Продуцируемый на основе такой – осознаваемой или бессознательной – установки художественный текст закономерно усиливал парадигматику своего семантического строения, редуцируя синтагматическое измерение фабулы, что, в частности, приводило к кризису классического романного нарратива и решительному переосмыслению прозы вообще. Категория мотива приобретала лирический аспект, успешно противоборствовавший с событийно-повествовательной стороной текста, а поэтика художественного письма характерным образом трансформировалась именно в «семантическую поэтику»39 интертекстов, аллюзий, реминисценций и от начала до конца рефлексивных жизнетворческих мифов40.
***
Вероятно, ключевым в числе отмеченных нами признаков эпохи было то, что новая историко-культурная «волна» возникла не на ровной поверхности сложившейся и кодифицированной культурной системы, а захлестнула собой еще далеко не исчерпанную «волну» старой традиции, которая обретала вследствие этого двойственный статус: с одной стороны, в результате хорошо известных литературных войн она могла объявляться собственно «старой», с другой – актуализироваться и усваиваться как «современная», когда не только старшие коллеги модернистов, Толстой и Чехов, но любой крупный автор минувшей эпохи превращался в производителя актуальных художественных смыслов, «живого» участника литературного диалога.

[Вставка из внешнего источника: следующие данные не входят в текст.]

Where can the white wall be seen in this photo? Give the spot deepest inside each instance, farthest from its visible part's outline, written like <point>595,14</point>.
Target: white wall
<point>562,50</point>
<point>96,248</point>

Особую роль в этом процессе играла именно литература начала XIX в., центральной фигурой в которой был Пушкин. Как показала И. Паперно, интерес к создателю современной русской словесности был сродни возвращению к «греческой античности»41. Не случайно столетняя дистанция мифологизировалась в духе «веков» Гесиода и Овидия, ставших источником автоописательной антитезы золотого и серебряного веков русской поэзии42.